There is a fairly well known recipe for Triple Cooked Chips. It involves cooking chips three different ways / times.
Is triple cooked correct or should it be called Thrice Cooked Chips as they have been cooked three times?
There is a fairly well known recipe for Triple Cooked Chips. It involves cooking chips three different ways / times.
Is triple cooked correct or should it be called Thrice Cooked Chips as they have been cooked three times?
Pretend it would concern the number two instead of three:
Use thrice when you would use twice.
Use triple when you would use double.
As they have been cooked three times, I would suggest "thrice".
For comparison: I have seen you triple today. Doesn't work, does it?
If it is a fairly well-known recipe, then the name is a fixed phrase by now — and also, well, a name. So it cannot be wrong by definition. It's a label, and as far as the English language is concerned, it can be anything at all. You might as well wonder if New York should be called Second York instead. Or Little Pear. It should nothing. It just is.
Thrice is rather old fashioned these days, even archaic.
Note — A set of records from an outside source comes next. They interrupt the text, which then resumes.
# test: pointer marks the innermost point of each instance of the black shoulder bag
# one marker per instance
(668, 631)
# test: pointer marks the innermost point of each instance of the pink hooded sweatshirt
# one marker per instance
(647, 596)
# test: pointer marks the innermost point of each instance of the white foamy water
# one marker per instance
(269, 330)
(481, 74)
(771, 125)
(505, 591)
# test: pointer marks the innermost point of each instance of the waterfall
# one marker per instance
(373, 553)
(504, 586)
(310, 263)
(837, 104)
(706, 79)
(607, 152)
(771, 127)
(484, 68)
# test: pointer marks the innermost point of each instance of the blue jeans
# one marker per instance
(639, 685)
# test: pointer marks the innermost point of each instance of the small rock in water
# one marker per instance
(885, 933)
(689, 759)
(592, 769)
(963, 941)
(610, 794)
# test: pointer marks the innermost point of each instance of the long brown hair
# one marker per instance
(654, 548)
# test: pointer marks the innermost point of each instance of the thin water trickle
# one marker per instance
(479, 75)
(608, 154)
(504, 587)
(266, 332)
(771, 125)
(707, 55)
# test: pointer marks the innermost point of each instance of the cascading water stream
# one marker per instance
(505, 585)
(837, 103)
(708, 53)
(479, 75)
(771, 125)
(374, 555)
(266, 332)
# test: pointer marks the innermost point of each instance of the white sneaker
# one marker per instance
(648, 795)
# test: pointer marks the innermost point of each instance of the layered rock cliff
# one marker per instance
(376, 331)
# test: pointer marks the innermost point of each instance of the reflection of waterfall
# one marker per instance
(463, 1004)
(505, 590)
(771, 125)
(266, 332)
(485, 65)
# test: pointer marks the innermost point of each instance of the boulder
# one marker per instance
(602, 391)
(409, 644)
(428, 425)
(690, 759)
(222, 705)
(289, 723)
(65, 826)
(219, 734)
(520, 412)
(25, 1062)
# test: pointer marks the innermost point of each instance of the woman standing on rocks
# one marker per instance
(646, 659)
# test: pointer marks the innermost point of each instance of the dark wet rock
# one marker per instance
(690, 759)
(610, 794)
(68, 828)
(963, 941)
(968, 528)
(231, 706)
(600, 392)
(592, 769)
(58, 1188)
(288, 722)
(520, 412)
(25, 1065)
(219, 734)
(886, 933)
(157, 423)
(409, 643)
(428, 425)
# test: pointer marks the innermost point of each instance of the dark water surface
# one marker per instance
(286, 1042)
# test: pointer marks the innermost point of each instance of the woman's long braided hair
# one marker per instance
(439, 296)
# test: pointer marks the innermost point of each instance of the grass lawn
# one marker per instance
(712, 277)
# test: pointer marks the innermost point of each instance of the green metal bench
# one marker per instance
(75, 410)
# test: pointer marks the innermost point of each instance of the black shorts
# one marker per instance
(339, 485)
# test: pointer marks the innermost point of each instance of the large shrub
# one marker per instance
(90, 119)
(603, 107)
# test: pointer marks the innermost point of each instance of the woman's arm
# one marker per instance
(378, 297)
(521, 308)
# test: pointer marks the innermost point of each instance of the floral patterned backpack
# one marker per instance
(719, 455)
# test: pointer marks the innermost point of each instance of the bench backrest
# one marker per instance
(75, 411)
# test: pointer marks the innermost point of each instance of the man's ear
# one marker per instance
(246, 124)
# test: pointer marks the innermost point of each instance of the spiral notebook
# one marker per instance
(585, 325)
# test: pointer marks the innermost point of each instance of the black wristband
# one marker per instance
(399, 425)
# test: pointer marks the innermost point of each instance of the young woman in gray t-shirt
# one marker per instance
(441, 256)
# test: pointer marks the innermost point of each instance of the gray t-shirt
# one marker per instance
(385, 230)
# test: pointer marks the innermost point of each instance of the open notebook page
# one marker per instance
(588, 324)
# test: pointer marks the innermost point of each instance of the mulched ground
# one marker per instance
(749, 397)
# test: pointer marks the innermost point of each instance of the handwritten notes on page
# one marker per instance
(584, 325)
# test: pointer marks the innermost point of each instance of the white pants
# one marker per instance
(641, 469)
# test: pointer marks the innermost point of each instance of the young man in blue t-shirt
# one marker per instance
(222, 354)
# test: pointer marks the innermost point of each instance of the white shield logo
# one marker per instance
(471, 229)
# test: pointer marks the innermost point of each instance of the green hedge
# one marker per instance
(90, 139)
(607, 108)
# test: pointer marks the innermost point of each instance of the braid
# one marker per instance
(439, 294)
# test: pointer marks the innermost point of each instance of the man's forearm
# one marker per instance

It's valid, but 'triple' conveys the meaning perfectly adequately.
As other people point out, many people consider triple to be a modern 'replacement' for thrice, and in advertising, what matters is your customer's opinions, not grammar nerds on the internet.
That said, thrice is more specific and accurate in this case.
"I had coffee twice/thrice" involves a lot more washing up than having a double coffee or a triple coffee.
So triple cooked chips could simply be cooked for triple the amount of time, at triple the 'normal' temperature, or they could be cooked three separate times.
Thrice cooked chips, however, have to be cooked three separate times. It cannot be one longer/hotter cook.
Using Thrice is more descriptive, and in order to be completely understood, you should use thrice. If you want to sell chips, do some market surveys of your target audience and go with the majority.
"Thrice cooked" is a bit archaic. Correct English would be "Triply cooked" in my opinion. "Triple cooked cookies" rather sounds like triple cookies rather than triply cooked.